Yes – there will be times where people go far too far and who require mediation or discipline for their actions under the Rules (just as there always has been.) Most anti-social behavioural issues flare up out of a stupid or insensitive comment made in the wrong place at the wrong time. Most issues, as a long time karter said to me recently, can and should be solved with a bit of self-reflection and a genuine apology. Please take the time to think about that for a moment while you read this brief article from the Cultures Of Dignity web site.
“The Power of Apologising
Apologies require the highest level of human capacity—mindful self-reflection and the ability to acknowledge another person’s experience. If that isn’t hard enough, it often requires putting ourselves in a position of vulnerability—often to the person to whom we are apologising.
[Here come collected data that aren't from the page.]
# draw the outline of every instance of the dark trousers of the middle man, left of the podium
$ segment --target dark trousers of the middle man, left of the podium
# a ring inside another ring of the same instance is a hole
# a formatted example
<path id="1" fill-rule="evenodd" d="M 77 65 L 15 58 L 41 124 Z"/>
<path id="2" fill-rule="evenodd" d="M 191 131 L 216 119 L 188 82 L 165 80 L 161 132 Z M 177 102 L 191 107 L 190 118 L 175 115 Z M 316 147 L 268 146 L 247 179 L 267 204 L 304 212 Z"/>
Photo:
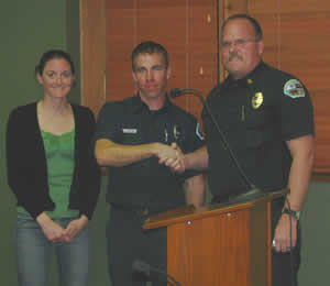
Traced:
<path id="1" fill-rule="evenodd" d="M 112 286 L 146 285 L 146 277 L 132 272 L 141 260 L 167 272 L 167 230 L 142 230 L 145 217 L 135 211 L 111 208 L 107 226 L 108 271 Z M 153 286 L 166 286 L 164 275 L 152 275 Z"/>

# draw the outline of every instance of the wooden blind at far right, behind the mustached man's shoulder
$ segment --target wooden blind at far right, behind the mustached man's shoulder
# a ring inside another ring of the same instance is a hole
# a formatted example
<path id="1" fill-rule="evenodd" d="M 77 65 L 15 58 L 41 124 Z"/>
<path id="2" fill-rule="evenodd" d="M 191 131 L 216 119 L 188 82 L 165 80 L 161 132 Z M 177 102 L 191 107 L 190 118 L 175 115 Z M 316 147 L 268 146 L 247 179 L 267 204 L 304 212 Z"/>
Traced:
<path id="1" fill-rule="evenodd" d="M 315 173 L 330 173 L 330 2 L 250 0 L 262 24 L 265 62 L 300 78 L 315 107 Z"/>

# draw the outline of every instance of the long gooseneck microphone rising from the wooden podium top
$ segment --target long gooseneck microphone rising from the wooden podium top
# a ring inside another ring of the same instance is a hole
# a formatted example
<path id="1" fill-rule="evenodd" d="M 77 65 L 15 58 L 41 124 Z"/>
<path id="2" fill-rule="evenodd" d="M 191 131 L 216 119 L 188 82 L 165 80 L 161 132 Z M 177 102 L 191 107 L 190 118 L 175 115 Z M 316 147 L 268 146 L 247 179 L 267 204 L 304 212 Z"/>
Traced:
<path id="1" fill-rule="evenodd" d="M 205 100 L 205 98 L 202 97 L 202 94 L 200 90 L 195 89 L 195 88 L 173 88 L 169 91 L 169 96 L 172 98 L 177 98 L 180 97 L 182 95 L 194 95 L 197 96 L 200 101 L 202 102 L 204 107 L 206 108 L 206 110 L 208 111 L 212 123 L 215 124 L 220 139 L 224 145 L 224 147 L 229 151 L 230 157 L 232 158 L 232 161 L 234 162 L 237 168 L 239 169 L 241 176 L 244 178 L 244 183 L 246 185 L 246 187 L 249 188 L 248 191 L 233 196 L 233 197 L 229 197 L 229 202 L 241 202 L 241 201 L 245 201 L 249 199 L 254 199 L 254 198 L 260 198 L 263 196 L 266 196 L 267 194 L 261 189 L 258 189 L 246 176 L 245 172 L 243 170 L 241 164 L 239 163 L 237 156 L 234 155 L 232 148 L 230 147 L 230 144 L 228 143 L 228 140 L 226 138 L 226 135 L 223 134 L 223 132 L 221 131 L 209 105 L 207 103 L 207 101 Z"/>

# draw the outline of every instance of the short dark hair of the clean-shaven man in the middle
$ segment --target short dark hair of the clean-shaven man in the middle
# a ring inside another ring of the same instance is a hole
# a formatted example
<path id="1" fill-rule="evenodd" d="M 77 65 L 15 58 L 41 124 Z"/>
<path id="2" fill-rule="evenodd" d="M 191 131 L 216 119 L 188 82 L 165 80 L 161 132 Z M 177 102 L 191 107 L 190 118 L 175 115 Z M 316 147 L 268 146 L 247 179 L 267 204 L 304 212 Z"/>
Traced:
<path id="1" fill-rule="evenodd" d="M 162 46 L 158 43 L 147 41 L 147 42 L 142 42 L 132 52 L 132 69 L 133 72 L 135 70 L 135 58 L 140 54 L 162 54 L 165 63 L 165 68 L 167 69 L 168 67 L 168 54 L 167 51 L 164 46 Z"/>

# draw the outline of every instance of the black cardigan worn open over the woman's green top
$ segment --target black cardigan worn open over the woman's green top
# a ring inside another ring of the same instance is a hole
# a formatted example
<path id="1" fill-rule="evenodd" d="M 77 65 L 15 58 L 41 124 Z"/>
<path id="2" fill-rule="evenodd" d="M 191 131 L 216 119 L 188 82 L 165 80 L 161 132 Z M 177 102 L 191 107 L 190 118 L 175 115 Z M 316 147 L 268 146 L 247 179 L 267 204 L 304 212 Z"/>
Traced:
<path id="1" fill-rule="evenodd" d="M 95 119 L 85 107 L 72 105 L 75 118 L 75 169 L 69 208 L 91 219 L 100 190 L 100 169 L 94 156 Z M 18 107 L 7 127 L 8 184 L 18 205 L 35 219 L 54 210 L 50 197 L 44 143 L 37 122 L 36 102 Z"/>

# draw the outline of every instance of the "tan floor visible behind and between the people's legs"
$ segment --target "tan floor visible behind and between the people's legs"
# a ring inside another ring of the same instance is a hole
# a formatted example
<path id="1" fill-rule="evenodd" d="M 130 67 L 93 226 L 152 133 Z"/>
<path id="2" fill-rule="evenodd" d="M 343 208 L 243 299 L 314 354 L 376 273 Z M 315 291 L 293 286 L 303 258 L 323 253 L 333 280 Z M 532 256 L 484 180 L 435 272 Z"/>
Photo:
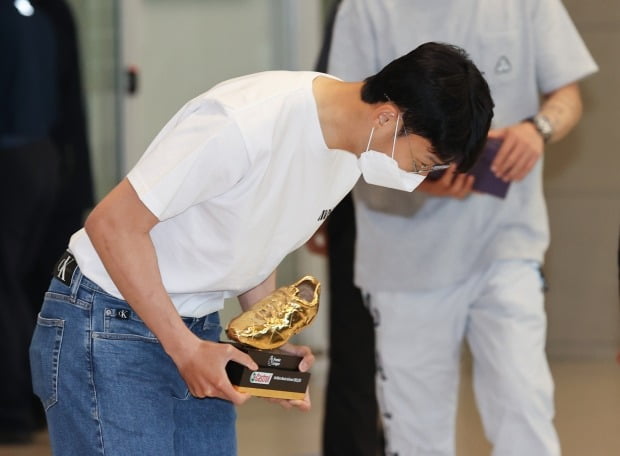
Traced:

That’s why no one has ever woken up excited because they have to apologise to someone. Of course, it feels better in the long run, and yes, it’s the “right” thing to do, but usually we dread these moments. It’s why we so often come up with reasons not to apologise; like refusing to believe we’re wrong, excusing our behaviour, blaming the other person or thinking nothing we say will make a difference.
Apologies are especially important for our relationships with young people. How you model and teach giving and accepting apologies matters. When young people see an adult genuinely apologise, they realise the power of apologies to transform relationships.
So, what is a genuine apology?
- Recognise that every person has the right to his or her feelings and perspective. That means no one has the right to tell anyone else that they’re “overreacting,” “took it the wrong way” or are “overly sensitive.”
- Conveys sincerity.
- Acknowledges the hurt done to the other person.
- Offers to make amends having nothing to do with being “caught” and getting into trouble.
Examples of true apologies include statements like “I’m deeply sorry I said those things” or “I was really out of line, and I didn’t think about how I embarrassed you (or the position I put you in).”
A fake apology:
- Has an insincere tone of voice, sometimes accompanied by body language, like sighing and eye-rolling, to further communicate their true feelings.
- Tries to make the other person feel weak for wanting the apology.
- Manipulates the person apologised to, usually in order to get something the apologiser wants.
- Talks about themselves and how they’ve been affected by the situation and doesn’t take responsibility for their behaviour.
You can’t force someone to accept your apology. If the person you apologised to needs some time, honour that. On the other hand, it is never too late to apologise. You can always go back the next day, a week or a month later and tell the person that you are sorry.
The real goal isn’t to receive forgiveness. It is to go through the process of doing your best to make amends.”